[Di bawah adalah versi yang belum diedit.]
oleh Jennie S. Bev
Presiden SBY mentargetkan pertumbuhan ekonomi 7 persen di 2014 serta memotong emisi 26 persen. Di Kopenhagen, SBY mengumumkan rencana untuk membentuk the Indonesia Green Investment Fund sebagai katalis pembangunan infrastruktur yang dapat melipatgandakan pertumbuhan ekonomi, meningkatkan produksi pangan, dan memproduksi air bersih. Green investment fund ini bukan untuk memberikan kredit atau grant, namun menambahkan pembiayaan bagi proyek-proyek di mana bank pemberi kredit memerlukan injeksi modal ekstra.
Sebenarnya apa sih “green funding”? Apa mitos dan realitanya?
Green funding bisa dilihat dari beberapa aspek. Pertama, scope of business yang positif dan membangun lingkungan dan peradaban, seperti program-program lingkungan, konservasi sumber daya alam, fair trade dan sebagaimana. Sebaliknya, scope of business yang negatif, misalnya: alkohol, senjata api, rokok, perjudian, kosmetik dengan animal test, serta manufaktur yang menghasilkan poisonous waste ke dalam lingkungan.
Kedua, green funding juga mencakup performance yang socially responsible, di mana tidak hanya menghasilkan limbah yang ramah lingkungan, namun juga input langsung dan tidak langsung-nya berasal dari elemen-elemen yang minimal social cost dan social debt-nya. Selain itu, financial performance-nya juga harus positif yang berasal dari socially-conscious investment.

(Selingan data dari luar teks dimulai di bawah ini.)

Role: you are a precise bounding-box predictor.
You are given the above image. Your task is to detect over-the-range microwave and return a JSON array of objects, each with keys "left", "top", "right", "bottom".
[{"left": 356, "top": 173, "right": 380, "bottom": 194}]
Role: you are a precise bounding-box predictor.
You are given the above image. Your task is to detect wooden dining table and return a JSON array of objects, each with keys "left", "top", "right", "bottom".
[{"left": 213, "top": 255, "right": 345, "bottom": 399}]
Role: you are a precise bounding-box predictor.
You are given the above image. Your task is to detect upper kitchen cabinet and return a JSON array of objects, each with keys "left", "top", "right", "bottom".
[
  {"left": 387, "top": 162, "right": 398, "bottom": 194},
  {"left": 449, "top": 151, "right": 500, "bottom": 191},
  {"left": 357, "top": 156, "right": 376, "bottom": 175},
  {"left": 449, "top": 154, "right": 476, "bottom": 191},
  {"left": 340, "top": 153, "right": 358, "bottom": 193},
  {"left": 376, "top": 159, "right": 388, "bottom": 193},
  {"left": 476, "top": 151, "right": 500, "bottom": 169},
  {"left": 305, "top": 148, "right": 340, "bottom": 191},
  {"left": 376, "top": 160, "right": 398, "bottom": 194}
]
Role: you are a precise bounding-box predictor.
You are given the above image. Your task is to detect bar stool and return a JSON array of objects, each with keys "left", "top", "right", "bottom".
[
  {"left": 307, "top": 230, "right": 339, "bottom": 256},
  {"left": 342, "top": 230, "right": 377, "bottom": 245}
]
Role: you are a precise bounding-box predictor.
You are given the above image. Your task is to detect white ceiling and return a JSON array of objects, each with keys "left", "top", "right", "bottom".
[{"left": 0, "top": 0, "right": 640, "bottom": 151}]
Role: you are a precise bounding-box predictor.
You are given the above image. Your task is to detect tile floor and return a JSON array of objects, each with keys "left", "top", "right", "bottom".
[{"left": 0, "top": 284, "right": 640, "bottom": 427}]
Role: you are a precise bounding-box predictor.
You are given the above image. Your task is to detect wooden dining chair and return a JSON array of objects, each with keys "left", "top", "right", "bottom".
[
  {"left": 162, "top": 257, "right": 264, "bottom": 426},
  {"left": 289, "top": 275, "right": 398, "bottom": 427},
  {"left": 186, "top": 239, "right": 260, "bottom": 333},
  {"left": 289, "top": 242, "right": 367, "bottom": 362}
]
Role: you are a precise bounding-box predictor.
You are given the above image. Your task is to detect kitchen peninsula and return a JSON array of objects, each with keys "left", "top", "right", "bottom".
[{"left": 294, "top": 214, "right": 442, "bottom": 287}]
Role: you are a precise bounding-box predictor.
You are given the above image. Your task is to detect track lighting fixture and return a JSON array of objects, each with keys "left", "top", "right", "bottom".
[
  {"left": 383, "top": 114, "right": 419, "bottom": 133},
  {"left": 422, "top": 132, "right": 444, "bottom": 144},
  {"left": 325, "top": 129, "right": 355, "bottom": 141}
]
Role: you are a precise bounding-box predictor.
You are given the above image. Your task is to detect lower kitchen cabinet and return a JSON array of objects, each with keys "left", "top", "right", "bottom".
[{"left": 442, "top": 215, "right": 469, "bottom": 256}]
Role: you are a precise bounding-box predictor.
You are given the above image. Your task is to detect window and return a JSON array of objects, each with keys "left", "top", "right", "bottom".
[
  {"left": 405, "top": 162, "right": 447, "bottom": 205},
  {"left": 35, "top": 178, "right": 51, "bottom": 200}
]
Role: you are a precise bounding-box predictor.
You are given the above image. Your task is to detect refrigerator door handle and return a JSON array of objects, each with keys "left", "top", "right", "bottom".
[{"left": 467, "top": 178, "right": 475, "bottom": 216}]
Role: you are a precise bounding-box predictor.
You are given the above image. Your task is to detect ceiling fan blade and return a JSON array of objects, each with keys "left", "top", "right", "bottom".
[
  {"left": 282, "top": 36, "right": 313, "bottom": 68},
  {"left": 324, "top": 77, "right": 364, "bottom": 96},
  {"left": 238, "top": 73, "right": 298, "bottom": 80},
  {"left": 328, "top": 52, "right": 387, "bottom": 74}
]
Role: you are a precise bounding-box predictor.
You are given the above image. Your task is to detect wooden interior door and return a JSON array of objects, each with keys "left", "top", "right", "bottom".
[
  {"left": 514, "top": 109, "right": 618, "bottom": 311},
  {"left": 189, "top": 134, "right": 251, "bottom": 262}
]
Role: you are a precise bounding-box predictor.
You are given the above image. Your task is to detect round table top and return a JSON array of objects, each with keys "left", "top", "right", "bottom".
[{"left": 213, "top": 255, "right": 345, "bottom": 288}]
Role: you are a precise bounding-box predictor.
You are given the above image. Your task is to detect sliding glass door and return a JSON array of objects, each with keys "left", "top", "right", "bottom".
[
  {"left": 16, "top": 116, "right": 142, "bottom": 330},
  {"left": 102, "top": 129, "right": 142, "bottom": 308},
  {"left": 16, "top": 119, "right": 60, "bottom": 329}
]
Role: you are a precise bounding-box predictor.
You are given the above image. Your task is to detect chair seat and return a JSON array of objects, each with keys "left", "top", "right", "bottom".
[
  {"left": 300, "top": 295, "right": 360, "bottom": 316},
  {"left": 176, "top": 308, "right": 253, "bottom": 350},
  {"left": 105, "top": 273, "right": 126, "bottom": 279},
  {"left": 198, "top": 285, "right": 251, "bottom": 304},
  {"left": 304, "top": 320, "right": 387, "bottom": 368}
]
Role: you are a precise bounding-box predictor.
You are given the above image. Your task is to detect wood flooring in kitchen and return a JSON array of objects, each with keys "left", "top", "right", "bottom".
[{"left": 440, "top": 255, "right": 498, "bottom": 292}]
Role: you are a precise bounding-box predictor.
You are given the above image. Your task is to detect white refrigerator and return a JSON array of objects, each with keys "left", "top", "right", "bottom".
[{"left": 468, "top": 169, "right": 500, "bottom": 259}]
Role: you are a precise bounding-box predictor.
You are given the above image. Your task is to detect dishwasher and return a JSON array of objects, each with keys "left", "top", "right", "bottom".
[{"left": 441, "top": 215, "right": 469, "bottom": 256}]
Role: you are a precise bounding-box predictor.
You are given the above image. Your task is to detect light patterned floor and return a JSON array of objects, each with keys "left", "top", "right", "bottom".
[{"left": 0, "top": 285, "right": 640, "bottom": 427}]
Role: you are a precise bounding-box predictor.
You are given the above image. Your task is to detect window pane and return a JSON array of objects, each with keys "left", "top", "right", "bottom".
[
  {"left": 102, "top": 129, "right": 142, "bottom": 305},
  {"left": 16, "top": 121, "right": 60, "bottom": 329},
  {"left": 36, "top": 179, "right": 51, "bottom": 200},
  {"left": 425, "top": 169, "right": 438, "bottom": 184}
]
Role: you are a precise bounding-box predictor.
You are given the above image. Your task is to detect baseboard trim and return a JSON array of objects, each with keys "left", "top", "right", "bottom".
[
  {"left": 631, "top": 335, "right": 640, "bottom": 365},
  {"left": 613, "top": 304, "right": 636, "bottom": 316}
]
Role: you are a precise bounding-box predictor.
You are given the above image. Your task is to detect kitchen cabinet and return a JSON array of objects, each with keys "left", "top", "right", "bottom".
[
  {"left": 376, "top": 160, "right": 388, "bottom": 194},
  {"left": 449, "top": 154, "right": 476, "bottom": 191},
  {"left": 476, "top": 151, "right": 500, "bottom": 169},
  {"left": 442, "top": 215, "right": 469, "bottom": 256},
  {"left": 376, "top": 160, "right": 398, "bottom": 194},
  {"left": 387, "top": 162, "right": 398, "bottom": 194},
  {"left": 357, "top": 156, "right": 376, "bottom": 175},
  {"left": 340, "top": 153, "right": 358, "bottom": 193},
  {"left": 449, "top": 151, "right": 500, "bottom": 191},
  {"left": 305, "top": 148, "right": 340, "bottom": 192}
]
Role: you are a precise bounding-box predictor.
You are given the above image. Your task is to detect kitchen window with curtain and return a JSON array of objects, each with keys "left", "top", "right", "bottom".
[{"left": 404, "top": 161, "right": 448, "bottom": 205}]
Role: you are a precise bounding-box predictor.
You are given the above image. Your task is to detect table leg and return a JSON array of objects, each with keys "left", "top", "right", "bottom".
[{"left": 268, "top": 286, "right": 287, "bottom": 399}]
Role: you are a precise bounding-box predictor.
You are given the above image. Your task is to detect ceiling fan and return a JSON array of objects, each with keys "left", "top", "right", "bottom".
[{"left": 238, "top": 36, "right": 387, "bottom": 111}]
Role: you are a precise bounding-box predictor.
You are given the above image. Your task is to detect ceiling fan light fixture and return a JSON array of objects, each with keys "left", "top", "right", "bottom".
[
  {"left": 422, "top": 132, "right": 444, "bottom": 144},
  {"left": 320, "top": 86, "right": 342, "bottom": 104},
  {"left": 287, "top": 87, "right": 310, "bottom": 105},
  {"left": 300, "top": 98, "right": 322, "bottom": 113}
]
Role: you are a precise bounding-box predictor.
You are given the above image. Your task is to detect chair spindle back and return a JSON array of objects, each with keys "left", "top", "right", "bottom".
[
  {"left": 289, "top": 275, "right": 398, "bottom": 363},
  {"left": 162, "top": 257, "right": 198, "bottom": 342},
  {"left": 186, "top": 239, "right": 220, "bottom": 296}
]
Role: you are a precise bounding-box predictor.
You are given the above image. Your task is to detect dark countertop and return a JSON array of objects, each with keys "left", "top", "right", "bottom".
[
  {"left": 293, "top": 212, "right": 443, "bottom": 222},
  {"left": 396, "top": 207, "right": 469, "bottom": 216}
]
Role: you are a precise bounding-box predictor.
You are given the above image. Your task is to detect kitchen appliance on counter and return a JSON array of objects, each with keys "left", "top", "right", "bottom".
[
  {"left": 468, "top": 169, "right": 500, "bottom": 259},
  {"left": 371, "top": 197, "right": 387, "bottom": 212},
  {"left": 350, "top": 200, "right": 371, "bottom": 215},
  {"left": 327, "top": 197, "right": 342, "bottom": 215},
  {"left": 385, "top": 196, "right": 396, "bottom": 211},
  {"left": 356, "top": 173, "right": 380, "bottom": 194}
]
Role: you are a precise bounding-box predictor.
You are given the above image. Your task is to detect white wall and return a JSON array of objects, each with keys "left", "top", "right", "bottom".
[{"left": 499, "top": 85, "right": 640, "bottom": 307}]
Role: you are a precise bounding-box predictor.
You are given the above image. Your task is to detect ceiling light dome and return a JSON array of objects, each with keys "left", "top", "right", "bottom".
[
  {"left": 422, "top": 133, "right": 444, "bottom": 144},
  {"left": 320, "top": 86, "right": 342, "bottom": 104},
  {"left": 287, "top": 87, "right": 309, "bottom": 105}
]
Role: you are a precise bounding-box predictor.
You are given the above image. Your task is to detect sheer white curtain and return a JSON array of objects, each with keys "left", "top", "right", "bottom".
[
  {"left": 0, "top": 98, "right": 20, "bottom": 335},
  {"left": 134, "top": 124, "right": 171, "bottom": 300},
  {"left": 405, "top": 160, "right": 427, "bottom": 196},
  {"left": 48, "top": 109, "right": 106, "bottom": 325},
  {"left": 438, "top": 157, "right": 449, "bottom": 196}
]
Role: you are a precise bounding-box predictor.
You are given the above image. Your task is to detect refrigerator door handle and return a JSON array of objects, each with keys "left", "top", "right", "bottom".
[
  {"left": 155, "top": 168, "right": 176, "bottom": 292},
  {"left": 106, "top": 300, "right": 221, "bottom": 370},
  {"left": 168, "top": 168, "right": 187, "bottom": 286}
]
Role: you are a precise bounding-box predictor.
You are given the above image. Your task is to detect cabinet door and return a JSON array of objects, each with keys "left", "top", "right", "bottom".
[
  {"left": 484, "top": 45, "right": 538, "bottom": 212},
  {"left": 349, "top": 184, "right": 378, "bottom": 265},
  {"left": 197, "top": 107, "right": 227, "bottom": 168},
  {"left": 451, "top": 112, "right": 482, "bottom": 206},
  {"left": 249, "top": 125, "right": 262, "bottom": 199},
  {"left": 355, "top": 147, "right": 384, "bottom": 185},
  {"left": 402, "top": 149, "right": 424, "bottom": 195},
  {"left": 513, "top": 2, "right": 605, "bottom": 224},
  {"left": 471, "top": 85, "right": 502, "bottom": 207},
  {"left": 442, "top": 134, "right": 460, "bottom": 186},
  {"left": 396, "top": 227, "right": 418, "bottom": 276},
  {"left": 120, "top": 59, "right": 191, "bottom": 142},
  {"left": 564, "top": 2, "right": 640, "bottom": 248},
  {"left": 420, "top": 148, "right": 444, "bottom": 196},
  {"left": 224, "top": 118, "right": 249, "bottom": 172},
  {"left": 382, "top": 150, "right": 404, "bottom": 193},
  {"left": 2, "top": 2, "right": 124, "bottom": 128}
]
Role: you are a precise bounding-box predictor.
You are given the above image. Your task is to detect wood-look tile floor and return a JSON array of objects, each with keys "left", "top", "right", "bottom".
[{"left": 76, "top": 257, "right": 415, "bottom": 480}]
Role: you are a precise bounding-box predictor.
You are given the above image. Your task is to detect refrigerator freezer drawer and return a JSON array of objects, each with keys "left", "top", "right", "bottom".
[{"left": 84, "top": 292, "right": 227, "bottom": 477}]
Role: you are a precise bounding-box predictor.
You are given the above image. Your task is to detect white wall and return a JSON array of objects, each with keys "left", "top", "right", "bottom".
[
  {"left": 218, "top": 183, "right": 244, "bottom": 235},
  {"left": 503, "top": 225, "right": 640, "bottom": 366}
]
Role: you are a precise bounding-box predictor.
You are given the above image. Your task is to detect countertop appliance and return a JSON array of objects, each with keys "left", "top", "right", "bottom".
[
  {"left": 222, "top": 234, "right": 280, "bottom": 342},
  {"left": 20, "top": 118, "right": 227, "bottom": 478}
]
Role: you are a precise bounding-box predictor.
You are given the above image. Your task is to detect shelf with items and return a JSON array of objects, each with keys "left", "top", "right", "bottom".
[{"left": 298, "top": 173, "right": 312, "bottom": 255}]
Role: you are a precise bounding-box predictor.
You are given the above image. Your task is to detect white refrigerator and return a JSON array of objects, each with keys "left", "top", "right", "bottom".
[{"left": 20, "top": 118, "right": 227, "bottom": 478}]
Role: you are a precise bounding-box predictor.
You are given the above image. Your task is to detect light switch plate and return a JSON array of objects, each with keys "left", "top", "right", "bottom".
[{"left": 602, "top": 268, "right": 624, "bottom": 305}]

Ketiga, green funding atau kendaraan investasi lainnya yang hanya menanamkan modal di perusahaan-perusahaan yang sadar lingkungan sosial dalam setiap tindakan bisnis mereka dengan tujuan mempromosikan tanggung jawab lingkungan. “Green fund” bisa dijumpai baik dalam business scope yang tidak spesifik “hijau” atau “sangat hijau” seperti tenaga alternatif, transportasi ramah lingkungan, manajemen air dan sampah, dan gaya hidup berkesinambungan (sustainable).